His wife cleared her throat. She was a very fine-looking woman. She was, I had learned from listening at the next table, the President of Melville’s Six Thousand Club, whose aim was th
e increase of Melville’s population to that number by the turn of the millennium. I reckoned that she and I should be natural allies, because we were both about making something out of nothing, but so far she remained skeptical.
“What did you say your name was, Mr.—?”
“Ransom, ma’am.” I smiled at her. “Professor, if you don’t mind. And I take your point about opportunity, sir, you put your finger on the very heart of the matter, but what opportunity?

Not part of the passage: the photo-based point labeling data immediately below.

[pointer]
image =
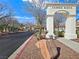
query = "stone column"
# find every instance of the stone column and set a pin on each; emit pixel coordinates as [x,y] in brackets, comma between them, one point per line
[70,28]
[50,26]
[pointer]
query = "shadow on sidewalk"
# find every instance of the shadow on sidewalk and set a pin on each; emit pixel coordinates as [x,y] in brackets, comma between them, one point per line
[58,53]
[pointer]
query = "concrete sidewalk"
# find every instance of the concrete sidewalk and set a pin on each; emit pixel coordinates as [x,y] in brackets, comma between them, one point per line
[70,43]
[56,50]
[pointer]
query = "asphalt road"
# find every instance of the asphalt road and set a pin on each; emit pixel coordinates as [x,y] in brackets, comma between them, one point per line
[10,42]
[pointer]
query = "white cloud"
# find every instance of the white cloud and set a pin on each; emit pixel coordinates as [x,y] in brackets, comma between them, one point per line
[24,0]
[20,17]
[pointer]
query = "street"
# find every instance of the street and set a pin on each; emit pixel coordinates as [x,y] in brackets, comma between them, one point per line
[10,42]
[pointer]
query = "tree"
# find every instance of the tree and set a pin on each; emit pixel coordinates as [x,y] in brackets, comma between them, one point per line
[35,7]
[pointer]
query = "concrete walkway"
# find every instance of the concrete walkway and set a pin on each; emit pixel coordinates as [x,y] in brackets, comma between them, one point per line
[70,43]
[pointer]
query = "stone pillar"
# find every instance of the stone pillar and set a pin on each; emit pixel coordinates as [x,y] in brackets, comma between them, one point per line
[50,27]
[70,28]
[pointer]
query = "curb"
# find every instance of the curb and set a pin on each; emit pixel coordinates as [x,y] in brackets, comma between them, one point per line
[19,51]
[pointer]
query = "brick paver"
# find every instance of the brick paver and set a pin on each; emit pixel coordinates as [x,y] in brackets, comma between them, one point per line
[56,49]
[76,40]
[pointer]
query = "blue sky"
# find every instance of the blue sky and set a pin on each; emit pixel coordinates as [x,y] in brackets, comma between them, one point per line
[19,11]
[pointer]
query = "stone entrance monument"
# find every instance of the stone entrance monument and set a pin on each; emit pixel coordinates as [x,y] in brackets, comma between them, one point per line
[69,11]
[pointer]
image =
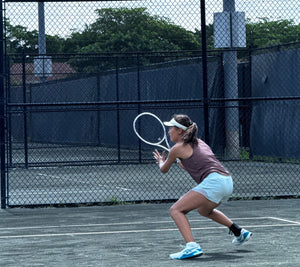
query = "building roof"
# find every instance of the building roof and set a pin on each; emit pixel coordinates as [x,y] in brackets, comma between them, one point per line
[60,71]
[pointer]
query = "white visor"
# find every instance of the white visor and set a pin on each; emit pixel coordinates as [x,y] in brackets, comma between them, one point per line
[175,123]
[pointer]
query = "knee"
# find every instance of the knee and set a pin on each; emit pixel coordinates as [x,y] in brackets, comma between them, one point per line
[174,210]
[205,212]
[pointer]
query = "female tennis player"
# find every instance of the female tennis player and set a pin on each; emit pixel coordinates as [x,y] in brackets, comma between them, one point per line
[214,184]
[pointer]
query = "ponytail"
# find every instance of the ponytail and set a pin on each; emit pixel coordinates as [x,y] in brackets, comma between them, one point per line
[190,134]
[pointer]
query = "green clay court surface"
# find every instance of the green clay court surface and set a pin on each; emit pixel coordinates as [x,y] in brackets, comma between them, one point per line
[144,235]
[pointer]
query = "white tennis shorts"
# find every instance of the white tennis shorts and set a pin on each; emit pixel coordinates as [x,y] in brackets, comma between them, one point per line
[215,187]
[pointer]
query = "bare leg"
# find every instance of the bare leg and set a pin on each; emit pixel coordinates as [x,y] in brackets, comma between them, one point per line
[190,201]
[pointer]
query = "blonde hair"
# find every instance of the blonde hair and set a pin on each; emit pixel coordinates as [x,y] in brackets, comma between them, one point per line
[190,134]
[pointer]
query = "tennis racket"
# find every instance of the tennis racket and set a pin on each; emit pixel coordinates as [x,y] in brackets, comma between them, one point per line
[151,130]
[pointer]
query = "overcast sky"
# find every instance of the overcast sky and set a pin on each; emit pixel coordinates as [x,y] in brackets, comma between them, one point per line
[63,18]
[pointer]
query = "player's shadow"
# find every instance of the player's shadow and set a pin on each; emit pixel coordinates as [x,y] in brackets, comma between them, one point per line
[220,256]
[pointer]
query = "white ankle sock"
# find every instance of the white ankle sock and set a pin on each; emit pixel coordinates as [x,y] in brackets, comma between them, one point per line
[191,244]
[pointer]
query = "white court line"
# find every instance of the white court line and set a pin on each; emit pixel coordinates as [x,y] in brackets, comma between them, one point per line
[140,231]
[133,231]
[284,220]
[116,224]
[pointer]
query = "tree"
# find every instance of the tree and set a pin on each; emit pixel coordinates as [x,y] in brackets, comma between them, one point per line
[268,33]
[127,30]
[19,39]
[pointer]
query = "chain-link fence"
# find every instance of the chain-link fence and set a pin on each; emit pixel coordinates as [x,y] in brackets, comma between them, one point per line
[76,74]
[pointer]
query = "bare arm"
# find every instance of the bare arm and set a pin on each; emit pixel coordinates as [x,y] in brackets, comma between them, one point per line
[163,163]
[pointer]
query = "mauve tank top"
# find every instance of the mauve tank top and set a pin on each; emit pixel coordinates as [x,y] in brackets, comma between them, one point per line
[202,163]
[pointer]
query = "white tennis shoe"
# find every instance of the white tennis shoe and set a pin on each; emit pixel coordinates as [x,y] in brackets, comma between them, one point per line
[187,252]
[244,237]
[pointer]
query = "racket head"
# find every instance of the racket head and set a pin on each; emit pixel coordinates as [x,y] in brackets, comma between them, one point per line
[151,130]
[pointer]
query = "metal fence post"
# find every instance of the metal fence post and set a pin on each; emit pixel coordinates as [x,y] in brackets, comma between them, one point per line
[2,114]
[204,73]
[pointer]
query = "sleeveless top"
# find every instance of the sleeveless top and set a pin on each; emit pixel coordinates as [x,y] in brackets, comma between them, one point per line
[203,162]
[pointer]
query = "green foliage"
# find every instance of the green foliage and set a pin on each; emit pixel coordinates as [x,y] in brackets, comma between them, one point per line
[269,33]
[136,30]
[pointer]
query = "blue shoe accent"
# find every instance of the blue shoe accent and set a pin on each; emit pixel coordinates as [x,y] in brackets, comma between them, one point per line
[244,237]
[188,252]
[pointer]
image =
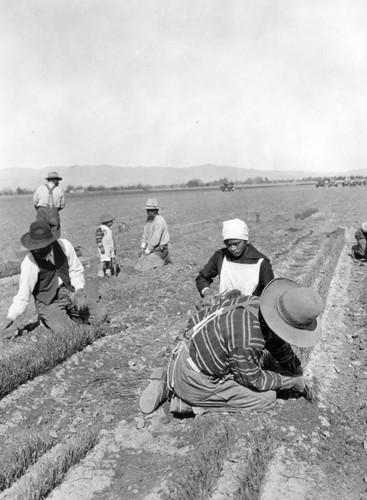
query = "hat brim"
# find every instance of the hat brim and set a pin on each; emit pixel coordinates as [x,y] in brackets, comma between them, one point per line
[268,306]
[30,244]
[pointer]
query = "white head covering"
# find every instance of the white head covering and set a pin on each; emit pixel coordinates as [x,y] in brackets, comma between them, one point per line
[235,229]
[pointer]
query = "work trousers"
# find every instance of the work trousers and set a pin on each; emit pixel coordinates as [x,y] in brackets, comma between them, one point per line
[216,394]
[61,314]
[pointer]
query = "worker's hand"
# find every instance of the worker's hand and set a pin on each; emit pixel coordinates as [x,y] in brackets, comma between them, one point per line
[209,298]
[4,334]
[299,384]
[80,300]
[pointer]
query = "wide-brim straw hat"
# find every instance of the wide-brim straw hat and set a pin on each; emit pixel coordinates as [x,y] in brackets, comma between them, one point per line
[291,312]
[152,204]
[106,218]
[39,236]
[53,175]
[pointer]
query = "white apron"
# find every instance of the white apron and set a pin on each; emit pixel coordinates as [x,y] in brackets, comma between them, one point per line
[236,276]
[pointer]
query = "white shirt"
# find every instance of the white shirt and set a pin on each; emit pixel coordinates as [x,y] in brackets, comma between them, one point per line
[29,275]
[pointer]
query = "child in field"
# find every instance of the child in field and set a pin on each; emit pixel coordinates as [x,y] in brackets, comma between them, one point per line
[106,246]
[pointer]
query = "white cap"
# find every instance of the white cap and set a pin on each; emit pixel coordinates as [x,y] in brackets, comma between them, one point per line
[235,229]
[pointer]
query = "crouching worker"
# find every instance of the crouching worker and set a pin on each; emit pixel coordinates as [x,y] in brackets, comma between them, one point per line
[53,274]
[220,364]
[360,249]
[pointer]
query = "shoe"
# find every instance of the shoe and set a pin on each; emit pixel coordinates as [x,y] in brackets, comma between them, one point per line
[156,393]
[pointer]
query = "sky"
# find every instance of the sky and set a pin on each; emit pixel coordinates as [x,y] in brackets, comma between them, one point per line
[265,84]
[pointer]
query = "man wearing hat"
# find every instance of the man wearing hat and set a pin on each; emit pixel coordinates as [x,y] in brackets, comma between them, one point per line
[49,199]
[220,367]
[106,245]
[154,244]
[360,249]
[239,264]
[53,274]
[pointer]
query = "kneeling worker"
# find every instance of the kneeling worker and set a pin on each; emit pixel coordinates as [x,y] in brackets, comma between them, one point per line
[53,274]
[219,366]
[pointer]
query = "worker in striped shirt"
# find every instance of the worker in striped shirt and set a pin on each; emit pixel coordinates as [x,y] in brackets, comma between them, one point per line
[220,364]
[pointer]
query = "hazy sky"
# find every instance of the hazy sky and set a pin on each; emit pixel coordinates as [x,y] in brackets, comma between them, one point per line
[268,84]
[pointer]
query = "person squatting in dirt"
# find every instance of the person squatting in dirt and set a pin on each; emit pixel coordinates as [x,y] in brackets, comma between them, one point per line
[53,274]
[48,200]
[106,246]
[239,265]
[154,244]
[359,251]
[237,354]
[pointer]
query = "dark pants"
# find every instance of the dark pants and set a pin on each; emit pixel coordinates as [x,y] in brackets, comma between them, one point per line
[50,215]
[61,314]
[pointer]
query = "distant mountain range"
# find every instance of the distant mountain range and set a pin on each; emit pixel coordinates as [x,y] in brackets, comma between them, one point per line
[109,175]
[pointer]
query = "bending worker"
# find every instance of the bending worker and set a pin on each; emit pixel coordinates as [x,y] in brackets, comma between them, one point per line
[220,366]
[53,274]
[239,265]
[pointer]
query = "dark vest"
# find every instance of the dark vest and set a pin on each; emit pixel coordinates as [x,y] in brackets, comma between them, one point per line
[48,284]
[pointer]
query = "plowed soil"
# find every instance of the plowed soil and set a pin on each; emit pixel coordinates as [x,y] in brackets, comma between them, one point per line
[322,447]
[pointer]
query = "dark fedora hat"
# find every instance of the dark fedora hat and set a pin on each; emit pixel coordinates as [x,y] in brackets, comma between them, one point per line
[291,311]
[39,236]
[53,175]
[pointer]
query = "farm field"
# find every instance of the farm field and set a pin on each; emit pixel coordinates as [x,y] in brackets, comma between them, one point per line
[95,392]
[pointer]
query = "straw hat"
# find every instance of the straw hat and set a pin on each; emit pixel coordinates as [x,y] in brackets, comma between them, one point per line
[291,311]
[53,175]
[151,204]
[235,229]
[39,236]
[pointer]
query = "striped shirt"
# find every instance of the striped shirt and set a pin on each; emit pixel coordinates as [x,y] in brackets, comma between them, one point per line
[234,342]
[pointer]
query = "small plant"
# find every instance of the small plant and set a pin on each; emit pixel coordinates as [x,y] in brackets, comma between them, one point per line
[20,365]
[26,452]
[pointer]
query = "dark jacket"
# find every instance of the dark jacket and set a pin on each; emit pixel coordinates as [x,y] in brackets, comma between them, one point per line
[251,256]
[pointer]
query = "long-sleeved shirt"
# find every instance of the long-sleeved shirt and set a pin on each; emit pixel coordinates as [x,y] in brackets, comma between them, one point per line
[234,342]
[29,276]
[213,268]
[43,198]
[155,233]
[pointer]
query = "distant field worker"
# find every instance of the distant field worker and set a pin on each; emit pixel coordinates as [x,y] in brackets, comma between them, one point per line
[106,245]
[53,274]
[360,249]
[154,250]
[48,200]
[220,366]
[239,265]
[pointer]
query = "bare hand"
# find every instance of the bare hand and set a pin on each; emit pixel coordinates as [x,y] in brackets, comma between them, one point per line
[299,384]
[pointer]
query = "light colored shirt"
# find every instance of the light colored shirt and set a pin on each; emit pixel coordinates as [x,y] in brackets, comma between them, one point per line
[155,233]
[29,275]
[42,197]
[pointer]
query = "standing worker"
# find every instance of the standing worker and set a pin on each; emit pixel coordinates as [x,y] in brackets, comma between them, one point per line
[48,200]
[360,249]
[106,246]
[240,265]
[154,245]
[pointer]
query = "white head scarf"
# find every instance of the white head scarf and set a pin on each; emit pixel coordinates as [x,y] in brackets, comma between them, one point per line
[235,229]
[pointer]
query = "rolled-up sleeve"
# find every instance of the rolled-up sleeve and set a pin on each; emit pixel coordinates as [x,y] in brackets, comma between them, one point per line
[27,281]
[76,270]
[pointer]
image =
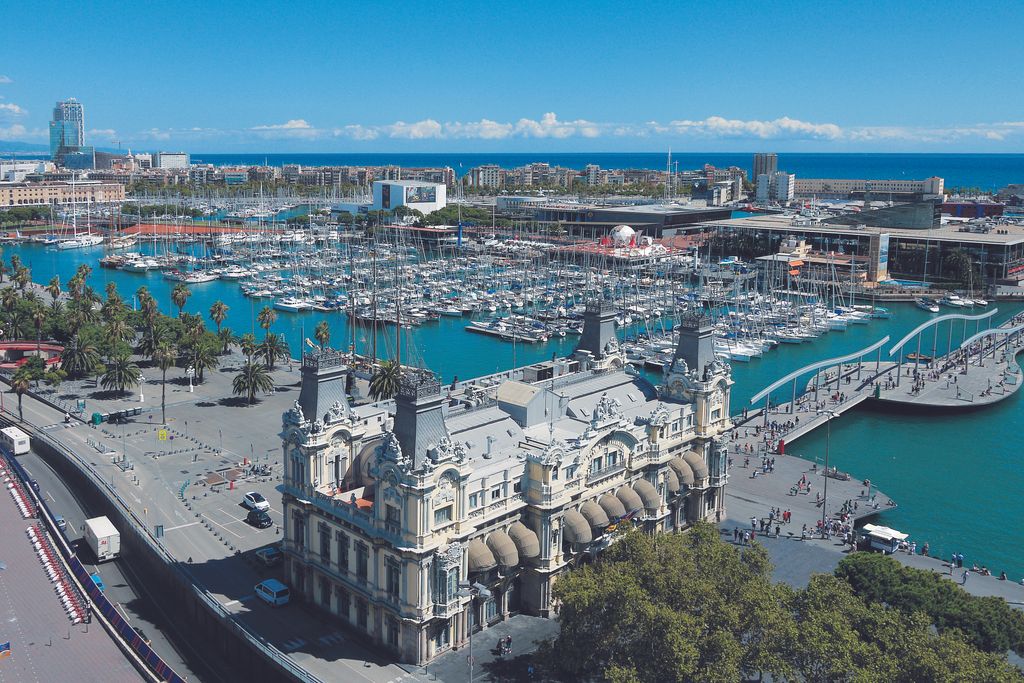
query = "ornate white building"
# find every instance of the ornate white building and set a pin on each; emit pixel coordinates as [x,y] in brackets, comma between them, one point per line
[389,507]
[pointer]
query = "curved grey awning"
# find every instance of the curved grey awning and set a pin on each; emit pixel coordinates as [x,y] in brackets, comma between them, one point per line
[630,500]
[576,528]
[612,507]
[595,515]
[525,541]
[480,557]
[696,463]
[648,494]
[682,470]
[671,480]
[503,548]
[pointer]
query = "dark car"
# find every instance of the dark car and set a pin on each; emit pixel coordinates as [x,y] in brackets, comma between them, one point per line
[141,634]
[259,519]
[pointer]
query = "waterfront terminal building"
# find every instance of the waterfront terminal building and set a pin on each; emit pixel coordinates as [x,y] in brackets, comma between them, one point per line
[391,509]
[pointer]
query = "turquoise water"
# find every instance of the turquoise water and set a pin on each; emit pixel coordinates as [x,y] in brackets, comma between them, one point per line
[956,476]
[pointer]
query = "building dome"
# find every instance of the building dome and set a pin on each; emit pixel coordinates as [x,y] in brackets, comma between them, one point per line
[622,236]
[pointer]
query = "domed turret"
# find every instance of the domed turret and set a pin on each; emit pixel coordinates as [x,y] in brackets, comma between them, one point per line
[622,236]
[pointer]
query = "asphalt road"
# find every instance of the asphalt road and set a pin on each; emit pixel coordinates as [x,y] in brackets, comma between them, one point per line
[123,588]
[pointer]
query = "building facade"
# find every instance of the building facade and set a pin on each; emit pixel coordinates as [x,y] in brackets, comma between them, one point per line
[845,187]
[67,127]
[36,194]
[392,509]
[765,164]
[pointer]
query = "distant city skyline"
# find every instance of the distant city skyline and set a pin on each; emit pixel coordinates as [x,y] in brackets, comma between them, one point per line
[333,77]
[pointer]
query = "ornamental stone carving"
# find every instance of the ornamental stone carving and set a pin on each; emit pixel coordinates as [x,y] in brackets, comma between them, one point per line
[449,557]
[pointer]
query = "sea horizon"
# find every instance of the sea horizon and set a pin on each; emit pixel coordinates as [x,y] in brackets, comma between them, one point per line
[988,171]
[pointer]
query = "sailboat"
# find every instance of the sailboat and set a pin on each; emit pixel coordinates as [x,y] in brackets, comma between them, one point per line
[78,241]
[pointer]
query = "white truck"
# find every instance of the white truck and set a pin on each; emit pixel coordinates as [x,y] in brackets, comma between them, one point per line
[102,538]
[15,440]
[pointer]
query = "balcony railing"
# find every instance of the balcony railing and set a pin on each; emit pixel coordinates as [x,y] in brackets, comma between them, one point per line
[446,609]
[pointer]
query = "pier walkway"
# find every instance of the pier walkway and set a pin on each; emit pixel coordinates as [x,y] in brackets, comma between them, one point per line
[979,372]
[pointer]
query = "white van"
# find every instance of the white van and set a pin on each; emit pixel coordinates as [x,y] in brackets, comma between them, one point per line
[15,440]
[272,592]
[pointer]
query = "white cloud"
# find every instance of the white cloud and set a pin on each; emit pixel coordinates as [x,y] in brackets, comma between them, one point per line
[428,128]
[783,128]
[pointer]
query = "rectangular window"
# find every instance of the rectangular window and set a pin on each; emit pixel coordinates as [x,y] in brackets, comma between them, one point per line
[343,551]
[392,632]
[361,613]
[344,603]
[392,521]
[326,592]
[361,562]
[442,515]
[325,543]
[392,578]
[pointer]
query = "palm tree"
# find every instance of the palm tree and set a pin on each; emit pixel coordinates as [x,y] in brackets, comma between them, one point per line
[266,317]
[384,383]
[251,379]
[179,295]
[121,374]
[78,359]
[23,278]
[218,311]
[271,348]
[226,338]
[323,334]
[20,383]
[8,299]
[248,344]
[53,288]
[202,357]
[165,356]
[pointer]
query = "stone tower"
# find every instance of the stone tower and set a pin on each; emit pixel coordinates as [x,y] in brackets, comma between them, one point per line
[419,421]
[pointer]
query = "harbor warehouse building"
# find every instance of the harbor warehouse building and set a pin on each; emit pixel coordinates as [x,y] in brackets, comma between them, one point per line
[424,197]
[995,248]
[391,509]
[652,220]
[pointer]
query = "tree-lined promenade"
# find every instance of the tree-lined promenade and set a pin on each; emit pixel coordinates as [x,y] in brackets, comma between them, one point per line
[692,607]
[107,341]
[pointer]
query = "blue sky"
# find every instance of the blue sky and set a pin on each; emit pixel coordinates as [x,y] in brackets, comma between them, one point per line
[524,76]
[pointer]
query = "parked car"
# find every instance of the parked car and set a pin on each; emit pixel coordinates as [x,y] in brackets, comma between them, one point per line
[259,519]
[270,556]
[255,501]
[272,592]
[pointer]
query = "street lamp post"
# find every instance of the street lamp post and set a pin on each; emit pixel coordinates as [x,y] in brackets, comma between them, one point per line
[473,591]
[824,503]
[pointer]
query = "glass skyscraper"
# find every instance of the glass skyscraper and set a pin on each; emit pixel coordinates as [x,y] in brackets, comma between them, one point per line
[67,128]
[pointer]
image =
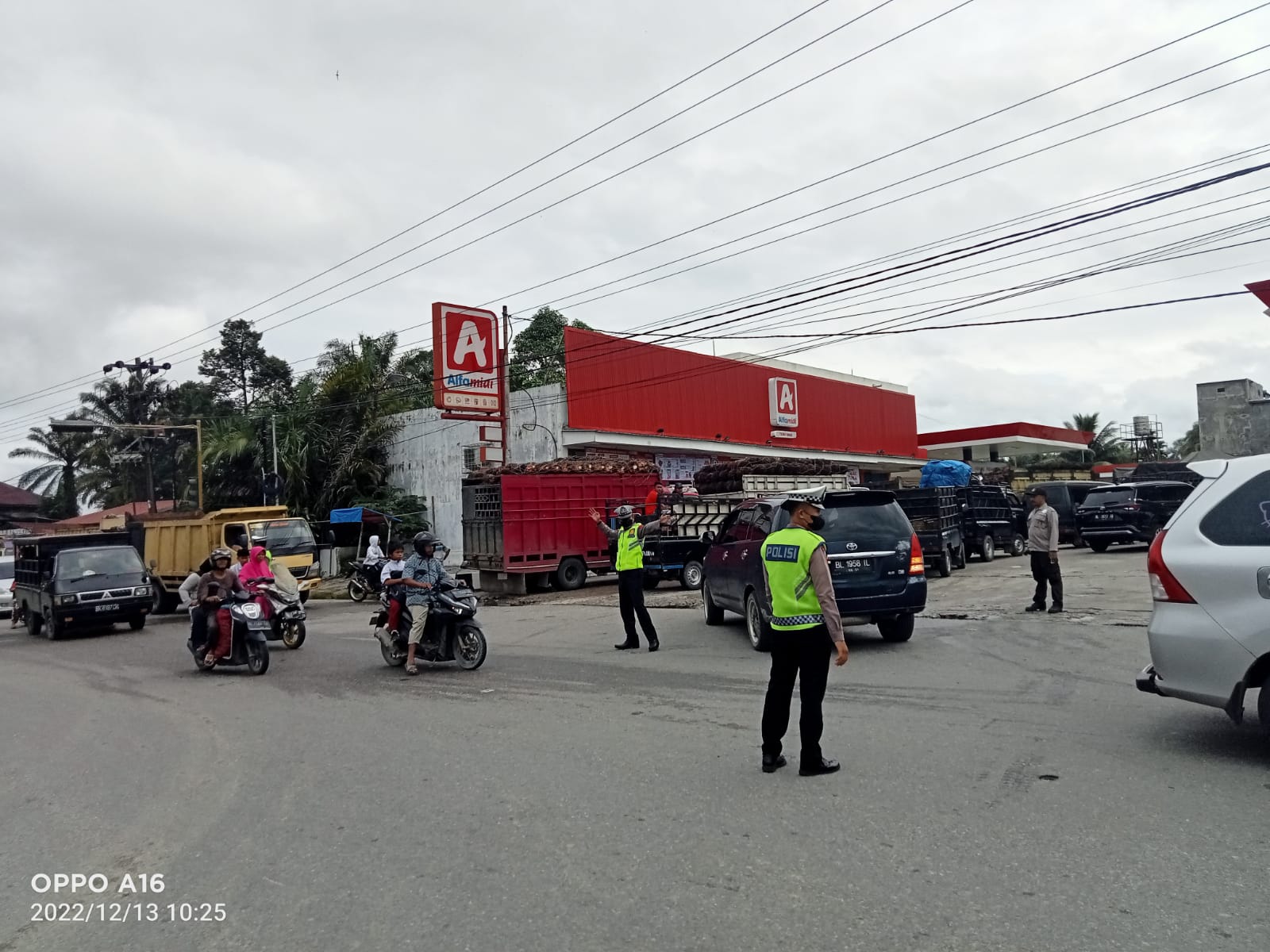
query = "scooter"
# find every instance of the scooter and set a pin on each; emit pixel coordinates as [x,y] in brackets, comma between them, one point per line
[287,615]
[365,581]
[248,643]
[452,632]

What’s going to make Melville City’s fortune, that’s the—”
“Copper,” piped up a little tufty-eared businessman to the left of the fine-looking President. “We control the largest deposits of copper on the northwestern rim and my smelting operations are second to none, and now listen anyhow, Professor, of what exactly—?”
“Copper! Nothing wrong with copper. But it runs out. It costs money and toil to dig it up and it comes up soiled. I’m talking about Light, gentlemen. I’m talking about energy. I’m talking about the Ransom Process.” I showed them the napkin. They did not understand or appreciate it.